When I started my residency 10 years ago the understanding of genetic testing was very different. Many tests were not available. Testing was laborious, going from gene to gene, with months of anxious anticipation in between. Now, a decade later, I can order a test that looks at all the necessary genes of the body that have a purpose. Results can be available more quickly. Interpretation is more of a challenge, as we learn more, it becomes more evident the gaps in our knowledge and tying findings to patient symptoms can be a challenge. The concept of having parents and environment contributing to the health of the child is an old one, with influences from Ancient Greece to India. This testing is a reinvention of an old idea — we have only identified the individual factors (genes) that support what has been seen for thousands of years.

When I went to medical school, problem based learning was new. Powerpoint was a staple of lectures. There were almost no laptops. We would never have thought to work in groups while in the same classroom. That was an activity reserved for afternoon sessions, segregated into rooms under the watchful eye of a faculty facilitator. Marks were given from formal assessments, not team assignments or readiness assessment tests. That’s not to say assessments were not happening, they were just less formalized. It was a gut feeling. Did the clinical skills tutor think you were professional? Did the small group facilitator see that you participated? Now, assessments, both summative and formative are happening all the time. The actual process has become more concrete and transparent, but the idea has not changed.

  1. It’s all developmental

Genetics is  one of only a few specialties where the patient population spans from before cradle to grave. When I see a patient with a concern, I endeavour to find out when it started. An understanding of development, both physical and emotional, is key to my practice. You must walk, before you run.

Education is no different. The expectation must be adjusted to where the student is in their education journey. It’s okay to not know the differential in the first year, but in fourth year, students must be equipped with the knowledge and expertise to generate a differential and initiate management. Expectations need to match where the learner is, just like my patients.

  1. No person is an island

Genetics is a team sport. In clinic, amongst clinician and researchers spanning the province, country or world, we work together to solve diagnostic mysteries and provide good patient care.

Education is the same. Teachers, admin support, education support, technical support and student support and feedback are essential to the teaching process. Behind every teacher, there is a team supporting them in their journey.
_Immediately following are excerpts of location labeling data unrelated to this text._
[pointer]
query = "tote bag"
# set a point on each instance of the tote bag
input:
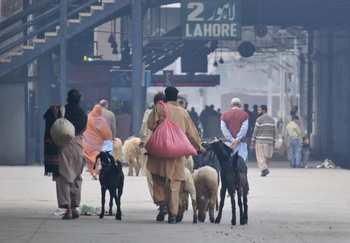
(168, 140)
(62, 131)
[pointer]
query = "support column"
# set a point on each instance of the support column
(137, 103)
(63, 50)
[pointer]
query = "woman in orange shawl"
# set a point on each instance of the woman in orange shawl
(97, 131)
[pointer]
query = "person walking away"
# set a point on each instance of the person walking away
(96, 132)
(67, 163)
(145, 134)
(293, 133)
(109, 116)
(305, 150)
(171, 169)
(234, 127)
(287, 120)
(251, 124)
(264, 139)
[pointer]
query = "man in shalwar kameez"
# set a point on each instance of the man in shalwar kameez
(66, 164)
(172, 169)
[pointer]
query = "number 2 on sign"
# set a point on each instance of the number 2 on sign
(198, 9)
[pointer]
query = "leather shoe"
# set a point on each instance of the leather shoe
(172, 218)
(163, 210)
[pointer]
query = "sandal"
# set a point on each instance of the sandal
(66, 216)
(75, 214)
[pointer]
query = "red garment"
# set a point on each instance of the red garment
(96, 132)
(234, 119)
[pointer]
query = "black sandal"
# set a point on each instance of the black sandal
(75, 214)
(66, 216)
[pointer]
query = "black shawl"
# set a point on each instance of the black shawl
(76, 115)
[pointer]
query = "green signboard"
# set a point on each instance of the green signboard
(211, 19)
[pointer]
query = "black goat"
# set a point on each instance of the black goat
(208, 159)
(112, 179)
(233, 178)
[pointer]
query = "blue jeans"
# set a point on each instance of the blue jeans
(306, 154)
(295, 152)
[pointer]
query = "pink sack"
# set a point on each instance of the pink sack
(168, 140)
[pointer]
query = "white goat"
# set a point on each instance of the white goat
(134, 155)
(206, 183)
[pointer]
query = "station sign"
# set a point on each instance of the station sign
(211, 20)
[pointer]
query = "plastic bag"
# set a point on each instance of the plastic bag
(168, 140)
(62, 131)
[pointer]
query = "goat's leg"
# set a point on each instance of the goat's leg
(110, 212)
(231, 191)
(222, 202)
(212, 202)
(118, 215)
(245, 204)
(131, 168)
(241, 212)
(103, 194)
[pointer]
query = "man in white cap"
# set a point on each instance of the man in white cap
(234, 127)
(109, 116)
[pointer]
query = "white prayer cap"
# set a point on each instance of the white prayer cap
(236, 101)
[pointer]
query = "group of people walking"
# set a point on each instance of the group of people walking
(66, 164)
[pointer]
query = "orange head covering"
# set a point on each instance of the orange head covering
(97, 110)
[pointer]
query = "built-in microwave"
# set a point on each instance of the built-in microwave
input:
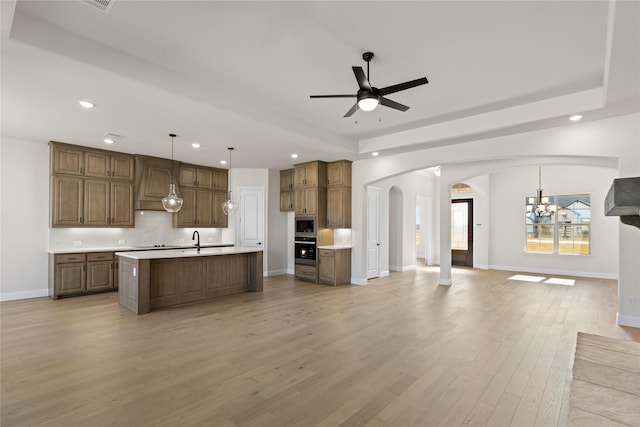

  1. Comfortable with the uncomfortable concept of unknowns

After years of education, I will never be done learning. There is always more to learn, and no physician, despite years of practice and experience knows everything. When I counsel patients I always raise the possibility of an unknown. A confusing result, a question left unanswered. There is no crystal ball.

Education continues to surprise me, but I am open to the concept of something new, unknown. Can we produce excellent physicians using different teaching methods? Of course we can. Each of my colleagues had different curricula, different forms of instruction. There is more than one way to teach — the “best way” is still unknown.